No doubt about it, ice fishing is the most hair-raising endeavor anglers can attempt in these parts.
One reason is the ice season seldom lasts more than four weeks, and some winters it is even less. For instance, there wasn't a lick of ice during the winter of 1991-92.
What's more, it was illegal to ice fish in Kansas before 1958. So, Kansas fishermen aren't accustomed to it as are their brethren in the northern states, where ice fisherman have frolicked for several centuries.
Another complication is the ice on Kansas lakes is never as thick as it becomes up north, where even trucks, carrying scores of anglers to villages of ice houses, travel across vast expanses of ice.
The fears of Kansans are further compounded by the inevitable news stories about a truck breaking through the thick Minnesota ice or a large segment of ice breaking free and floating a horde of anglers across Lake Erie.
Yet, even hard-boiled Minnesotans admit the most daunting adventure is always the first trip of the season, when the ice is merely three inches thick.
On that first timorous traipsing across thin ice, anglers' knees become rubbery, knuckles turn white, cold sweat runs from the arm pits, hearts grow faint and stomachs go queasy.
There is more than thin ice to dread; there is the fear of falling. Unless there is a coating of thick snow, the ice can be slicker than soap. And anglers who don't wear ice cleats on their boots are prone to suffer some bone-breaking, tendon-tearing, concussion-rendering falls.
Thus, most Kansans walk gingerly across the ice while uttering silent prayers.
Despite all those prayers and cautious steps, accidents do occur. In fact, an ice fisherman crashed through thin ice two weeks ago today just south of the Ozawkie causeway at Perry Lake.
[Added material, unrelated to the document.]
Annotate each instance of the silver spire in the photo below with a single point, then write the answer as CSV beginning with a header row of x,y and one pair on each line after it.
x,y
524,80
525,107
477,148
Nonetheless, a cadre of avid ice anglers exists hereabouts and they are seldom unnerved by the skin-biting cold, thin ice and fears of falling. These fellows, of course, are the first to test the ice. As the winter solstice approaches, they begin counting the days until the ice coats the lakes.
Two are Floyd Ott of Eudora and James Stephens of Lee's Summit, Mo.
This year Stephens was more daring than Ott. He ventured to Clinton Lake on Jan. 3, when there were large unfrozen and unsafe sections to traverse.
Despite the precarious state of Clinton's ice, Stephens found several packs of ravenous crappie and white bass, which he readily caught. It was a thrill, he said, figuring how to get around the thin ice and open water and then to catch several humongous white bass and crappie.
By Jan. 5, the lake, except for one massive fissure that ran across the Deer Creek arm, was safe. That was when Ott took his first steps, and he made the long walk across Deer Creek, avoiding the fissure.
Upon entering the trees that line Deer Creek, Ott and Stephens crossed paths. Here they fished together and swapped stories.
This outing failed, however, to equal Stephens' initial outing on Jan. 3. Yet, they managed to squeeze several dozen nice-sized crappie and white bass through the 29 holes they drilled, and one of Stephens' crappie surpassed the coveted two-pound mark.
Upon catching that two-pound titan, Stephens said he wished the ice would remain until the ides of March.